Wienreb talks about society in general, and shows its influence on the men who coached and played football. He references the Cold War, Sputnik, Hippies, Alabama Governor George Wallace, movies like The Big Chill and Red Dawn, Marcel Proust, Mick Jagger, Nepalese Carpeting, and The Weather Channel. The last 4 games that he chronicles are among the most thrilling and unbelievable football games in professional or college sports. It’s a fitting way to end a wonderful romp through history. Things always get better with time–at least in the realm of football.

Perhaps Weinreb’s most interesting story involves Manti Te’o, the Mormon Hawaiian linebacker who played his college football at Notre Dame. In the fall of 2012, a few months before a muckraking website called Deadspin published a story headlined “Manti Te’o’s Dead Girlfriend, The Most Heartbreaking And Inspirational Story Of The College Football Season, Is A Hoax,” Weinreb attended a game between BYU and Notre Dame in South Bend, Indiana. At that point the Irish were undefeated (they would finish the regular season 12-0 and would play for the National Championship). In the game, Notre Dame eked past BYU 17-14, with Te’o contributing ten tackles and intercepting a pass.
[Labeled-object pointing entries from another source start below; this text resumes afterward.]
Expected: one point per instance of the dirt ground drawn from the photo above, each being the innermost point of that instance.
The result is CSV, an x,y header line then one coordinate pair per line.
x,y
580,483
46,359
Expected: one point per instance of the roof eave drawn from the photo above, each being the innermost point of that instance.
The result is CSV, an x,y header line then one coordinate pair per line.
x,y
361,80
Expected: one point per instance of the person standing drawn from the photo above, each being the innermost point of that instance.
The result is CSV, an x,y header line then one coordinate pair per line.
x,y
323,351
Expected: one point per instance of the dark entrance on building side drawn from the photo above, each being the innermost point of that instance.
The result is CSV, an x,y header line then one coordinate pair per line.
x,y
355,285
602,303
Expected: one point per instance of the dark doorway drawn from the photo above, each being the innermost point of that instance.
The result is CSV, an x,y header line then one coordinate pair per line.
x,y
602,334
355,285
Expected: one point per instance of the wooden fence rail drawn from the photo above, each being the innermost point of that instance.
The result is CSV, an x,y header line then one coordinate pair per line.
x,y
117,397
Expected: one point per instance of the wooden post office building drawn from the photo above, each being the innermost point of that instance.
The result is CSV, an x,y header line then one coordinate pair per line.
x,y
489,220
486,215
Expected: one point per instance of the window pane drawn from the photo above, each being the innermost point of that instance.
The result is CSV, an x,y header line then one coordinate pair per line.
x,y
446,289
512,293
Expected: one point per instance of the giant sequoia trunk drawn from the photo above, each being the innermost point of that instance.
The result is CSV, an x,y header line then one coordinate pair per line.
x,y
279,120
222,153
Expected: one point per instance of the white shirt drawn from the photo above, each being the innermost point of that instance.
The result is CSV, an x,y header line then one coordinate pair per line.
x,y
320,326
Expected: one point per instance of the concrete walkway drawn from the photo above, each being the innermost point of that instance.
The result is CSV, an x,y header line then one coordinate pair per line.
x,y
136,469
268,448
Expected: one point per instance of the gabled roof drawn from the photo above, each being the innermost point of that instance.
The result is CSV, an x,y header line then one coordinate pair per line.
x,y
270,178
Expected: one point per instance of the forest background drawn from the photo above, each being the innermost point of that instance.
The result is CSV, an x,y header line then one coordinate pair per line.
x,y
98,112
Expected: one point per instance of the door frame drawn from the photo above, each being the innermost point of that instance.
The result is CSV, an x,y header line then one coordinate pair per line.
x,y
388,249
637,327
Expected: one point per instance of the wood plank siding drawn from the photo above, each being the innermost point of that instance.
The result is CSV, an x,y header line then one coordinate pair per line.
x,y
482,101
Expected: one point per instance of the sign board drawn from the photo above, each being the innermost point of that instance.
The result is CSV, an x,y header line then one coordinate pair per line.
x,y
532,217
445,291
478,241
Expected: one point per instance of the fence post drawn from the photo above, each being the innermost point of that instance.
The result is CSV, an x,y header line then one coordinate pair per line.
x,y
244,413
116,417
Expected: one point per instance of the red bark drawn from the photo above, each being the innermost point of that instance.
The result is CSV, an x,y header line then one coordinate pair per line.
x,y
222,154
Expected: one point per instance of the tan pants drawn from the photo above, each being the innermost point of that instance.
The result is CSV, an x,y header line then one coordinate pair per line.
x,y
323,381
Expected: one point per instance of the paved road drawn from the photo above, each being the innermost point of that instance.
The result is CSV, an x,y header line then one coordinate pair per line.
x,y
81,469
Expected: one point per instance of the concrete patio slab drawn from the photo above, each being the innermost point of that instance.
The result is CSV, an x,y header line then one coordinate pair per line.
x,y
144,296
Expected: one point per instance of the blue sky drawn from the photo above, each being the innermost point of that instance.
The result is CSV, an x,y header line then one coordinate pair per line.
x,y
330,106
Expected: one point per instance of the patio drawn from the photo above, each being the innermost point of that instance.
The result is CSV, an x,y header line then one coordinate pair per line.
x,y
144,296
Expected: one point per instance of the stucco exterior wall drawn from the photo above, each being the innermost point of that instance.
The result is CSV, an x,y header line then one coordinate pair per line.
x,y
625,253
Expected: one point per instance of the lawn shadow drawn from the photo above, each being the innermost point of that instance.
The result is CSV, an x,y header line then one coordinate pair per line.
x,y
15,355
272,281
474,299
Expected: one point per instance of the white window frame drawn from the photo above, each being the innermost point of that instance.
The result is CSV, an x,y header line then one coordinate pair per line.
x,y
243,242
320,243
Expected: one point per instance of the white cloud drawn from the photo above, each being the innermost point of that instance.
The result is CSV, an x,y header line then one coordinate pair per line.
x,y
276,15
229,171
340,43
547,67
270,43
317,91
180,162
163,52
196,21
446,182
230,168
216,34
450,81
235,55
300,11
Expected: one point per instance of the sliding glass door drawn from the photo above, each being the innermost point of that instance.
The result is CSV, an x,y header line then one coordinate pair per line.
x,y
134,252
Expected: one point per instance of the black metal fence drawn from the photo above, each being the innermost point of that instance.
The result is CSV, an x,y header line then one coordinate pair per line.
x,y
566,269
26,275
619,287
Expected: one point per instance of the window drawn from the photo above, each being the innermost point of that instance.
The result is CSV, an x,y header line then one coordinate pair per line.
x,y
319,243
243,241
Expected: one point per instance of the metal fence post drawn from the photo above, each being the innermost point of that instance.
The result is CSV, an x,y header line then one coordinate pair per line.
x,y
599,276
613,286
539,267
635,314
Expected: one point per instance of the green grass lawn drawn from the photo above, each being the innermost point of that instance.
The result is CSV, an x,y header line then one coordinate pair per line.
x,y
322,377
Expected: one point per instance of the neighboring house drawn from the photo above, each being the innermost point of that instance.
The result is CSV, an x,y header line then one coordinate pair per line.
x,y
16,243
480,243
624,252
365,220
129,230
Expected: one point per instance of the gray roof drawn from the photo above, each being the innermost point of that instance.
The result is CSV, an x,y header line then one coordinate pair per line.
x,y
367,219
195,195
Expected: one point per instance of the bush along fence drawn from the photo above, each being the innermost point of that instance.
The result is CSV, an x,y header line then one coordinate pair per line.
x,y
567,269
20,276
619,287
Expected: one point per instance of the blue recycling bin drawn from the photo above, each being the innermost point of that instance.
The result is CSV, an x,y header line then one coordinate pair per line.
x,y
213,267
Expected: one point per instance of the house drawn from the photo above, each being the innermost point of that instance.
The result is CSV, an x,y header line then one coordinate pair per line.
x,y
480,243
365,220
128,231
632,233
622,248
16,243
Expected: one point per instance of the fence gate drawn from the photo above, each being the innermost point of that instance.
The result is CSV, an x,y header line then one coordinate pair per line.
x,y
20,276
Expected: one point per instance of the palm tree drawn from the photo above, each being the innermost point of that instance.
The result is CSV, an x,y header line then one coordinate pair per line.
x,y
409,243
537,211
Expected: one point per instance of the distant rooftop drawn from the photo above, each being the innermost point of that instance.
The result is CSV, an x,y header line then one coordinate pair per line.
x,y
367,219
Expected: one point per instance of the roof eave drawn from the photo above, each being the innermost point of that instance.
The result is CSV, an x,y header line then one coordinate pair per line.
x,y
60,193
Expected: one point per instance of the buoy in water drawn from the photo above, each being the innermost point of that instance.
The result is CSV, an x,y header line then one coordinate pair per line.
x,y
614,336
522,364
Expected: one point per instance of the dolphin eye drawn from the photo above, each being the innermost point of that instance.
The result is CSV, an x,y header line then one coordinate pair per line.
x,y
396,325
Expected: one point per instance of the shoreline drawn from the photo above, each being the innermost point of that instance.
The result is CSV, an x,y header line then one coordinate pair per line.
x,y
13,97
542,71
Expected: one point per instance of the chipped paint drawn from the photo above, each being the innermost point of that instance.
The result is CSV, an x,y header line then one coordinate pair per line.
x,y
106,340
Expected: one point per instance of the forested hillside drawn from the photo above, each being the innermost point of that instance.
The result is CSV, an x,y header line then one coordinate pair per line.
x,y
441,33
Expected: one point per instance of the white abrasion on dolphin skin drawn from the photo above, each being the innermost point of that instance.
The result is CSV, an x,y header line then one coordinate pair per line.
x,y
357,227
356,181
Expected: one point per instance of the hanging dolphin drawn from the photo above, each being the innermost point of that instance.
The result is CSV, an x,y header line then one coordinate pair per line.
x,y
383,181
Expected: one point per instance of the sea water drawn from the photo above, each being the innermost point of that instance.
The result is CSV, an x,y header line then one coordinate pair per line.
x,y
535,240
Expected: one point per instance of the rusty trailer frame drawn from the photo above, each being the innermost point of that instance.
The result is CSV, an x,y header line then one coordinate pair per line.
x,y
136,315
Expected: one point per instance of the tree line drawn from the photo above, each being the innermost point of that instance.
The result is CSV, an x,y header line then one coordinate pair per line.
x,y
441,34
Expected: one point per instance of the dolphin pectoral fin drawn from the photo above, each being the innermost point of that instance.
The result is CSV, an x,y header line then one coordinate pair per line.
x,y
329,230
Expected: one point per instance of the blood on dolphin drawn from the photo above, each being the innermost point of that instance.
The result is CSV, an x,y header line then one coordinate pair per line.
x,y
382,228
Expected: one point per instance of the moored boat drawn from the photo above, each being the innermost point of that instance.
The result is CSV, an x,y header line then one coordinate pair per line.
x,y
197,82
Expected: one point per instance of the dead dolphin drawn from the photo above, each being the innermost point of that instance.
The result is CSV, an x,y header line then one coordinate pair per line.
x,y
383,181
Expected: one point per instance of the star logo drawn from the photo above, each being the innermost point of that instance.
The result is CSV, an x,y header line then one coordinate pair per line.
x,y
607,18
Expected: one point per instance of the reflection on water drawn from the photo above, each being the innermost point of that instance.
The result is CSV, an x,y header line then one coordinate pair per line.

Te’o, interviewed afterward, told a national television audience that his dead girlfriend and grandmother were with him the whole time, giving him spiritual inspiration. Never mind that the girlfriend was a Stanford coed, had been injured in a car crash, then had contracted leukemia, and had died within 48 hours of Te’o’s grandmother, and never mind that said girlfriend was TOTALLY MADE UP–a figment of Te’o’s imagination. This was Hollywood stuff.

“Season of Saturdays” tells a story about religion, spirituality, and American sports at its wacky best!